An interesting exchange between Matthews and Boetz came at one point when Matthews asked Boetz about his interview with Dorothy Smith, Bobbi’s grandmother, and the Cruzes. Without perhaps realizing it, Boetz brought out an important piece of exculpatory evidence, proving how Bobbi had lied in her statements to police, perhaps revealing why Mike Burns had not called Dorothy Smith to the witness stand.
“Okay, and Bobbi Jo told them [the Cruzes and Dorothy], apparently according to your conversation with [them], ‘I shot Bob . . . ,’” Matthews said.
“Yes,” Boetz responded.
“And looking at that information now, that absolutely is not the truth, is it?”
“No, sir.”
Mike Burns called Captain Mike McAllester and Dr.

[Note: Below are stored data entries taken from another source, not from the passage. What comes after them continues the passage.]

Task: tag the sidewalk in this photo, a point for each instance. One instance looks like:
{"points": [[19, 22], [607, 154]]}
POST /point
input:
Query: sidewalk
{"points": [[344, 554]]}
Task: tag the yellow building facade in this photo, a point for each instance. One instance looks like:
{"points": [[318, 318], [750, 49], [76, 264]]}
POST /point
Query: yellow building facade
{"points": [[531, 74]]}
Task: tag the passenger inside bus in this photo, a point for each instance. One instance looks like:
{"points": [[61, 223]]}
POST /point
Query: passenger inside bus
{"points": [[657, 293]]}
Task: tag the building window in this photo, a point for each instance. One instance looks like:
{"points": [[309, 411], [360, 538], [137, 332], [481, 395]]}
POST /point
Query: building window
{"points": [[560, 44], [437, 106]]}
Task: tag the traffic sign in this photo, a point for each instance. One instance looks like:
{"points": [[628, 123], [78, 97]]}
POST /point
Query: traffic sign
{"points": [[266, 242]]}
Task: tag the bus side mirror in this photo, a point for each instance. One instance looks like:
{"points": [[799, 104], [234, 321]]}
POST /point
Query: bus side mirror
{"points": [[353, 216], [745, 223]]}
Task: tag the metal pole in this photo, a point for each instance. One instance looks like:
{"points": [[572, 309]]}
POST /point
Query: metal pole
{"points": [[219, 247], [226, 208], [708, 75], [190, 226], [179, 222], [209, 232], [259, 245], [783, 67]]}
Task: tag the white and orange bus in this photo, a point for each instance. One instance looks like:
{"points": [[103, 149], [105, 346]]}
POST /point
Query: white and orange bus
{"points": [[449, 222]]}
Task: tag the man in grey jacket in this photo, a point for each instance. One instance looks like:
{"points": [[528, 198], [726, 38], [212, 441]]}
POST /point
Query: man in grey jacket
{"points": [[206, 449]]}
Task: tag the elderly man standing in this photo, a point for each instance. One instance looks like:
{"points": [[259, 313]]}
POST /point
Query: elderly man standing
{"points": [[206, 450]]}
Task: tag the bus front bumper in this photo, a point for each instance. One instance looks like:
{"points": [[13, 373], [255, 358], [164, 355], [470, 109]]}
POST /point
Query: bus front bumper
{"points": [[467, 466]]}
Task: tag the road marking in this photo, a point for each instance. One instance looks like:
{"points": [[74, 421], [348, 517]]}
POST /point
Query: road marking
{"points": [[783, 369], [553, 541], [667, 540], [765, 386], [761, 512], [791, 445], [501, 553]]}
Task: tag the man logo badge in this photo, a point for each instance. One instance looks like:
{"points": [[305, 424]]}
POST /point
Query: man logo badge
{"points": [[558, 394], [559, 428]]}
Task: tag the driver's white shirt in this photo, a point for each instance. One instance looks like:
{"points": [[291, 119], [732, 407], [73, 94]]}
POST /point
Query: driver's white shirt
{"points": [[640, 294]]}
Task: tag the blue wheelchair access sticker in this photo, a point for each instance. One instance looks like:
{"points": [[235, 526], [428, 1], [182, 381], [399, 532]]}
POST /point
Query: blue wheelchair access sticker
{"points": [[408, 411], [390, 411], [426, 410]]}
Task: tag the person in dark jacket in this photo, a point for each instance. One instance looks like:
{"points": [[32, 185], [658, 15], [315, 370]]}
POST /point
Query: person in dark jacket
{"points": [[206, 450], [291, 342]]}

Joni McClain (who was not the ME who conducted the autopsy on Bob Dow, but managed the person who did), and both explained their roles. Jim Matthews, then, did not question them at any length or with any obvious agenda, and the state rested.
In total, Mike Burns had called seven witnesses, none of whom gave him that thunderous, slam-the-book-on-the-table piece of devastating evidence to bury Bobbi and prove she had masterminded what Burns projected to the jury as a diabolical plot to murder Bob Dow so Bobbi and Jen could ride off into the sunset together.
After hearing the state’s case, jurors had to wonder where the rest of it was. If Dorothy Smith’s and Richard and Kathy Cruz’s original statements to police had been so revealing and incriminating, why hadn’t Burns called them? Likewise, if Bobbi’s mother could verify parts of the girls’ second statements (because she had been there for most of that day, save for the murder), why hadn’t the state called
her
?
During Matthews’s cross-examinations of Brian Boetz and Mike McAllester, it became clear there was zero forensic evidence linking Bobbi to Bob Dow’s murder. And even the green trunk, which Bobbi, in her second statement, admitted breaking into to retrieve a gun, did not produce any fingerprint evidence that Bobbi had ever touched it. All of the forensic evidence the prosecution had was Jen’s, which included blood on the back windowpane, blood in Bob’s room, and the bodily fluids found on Bob Dow.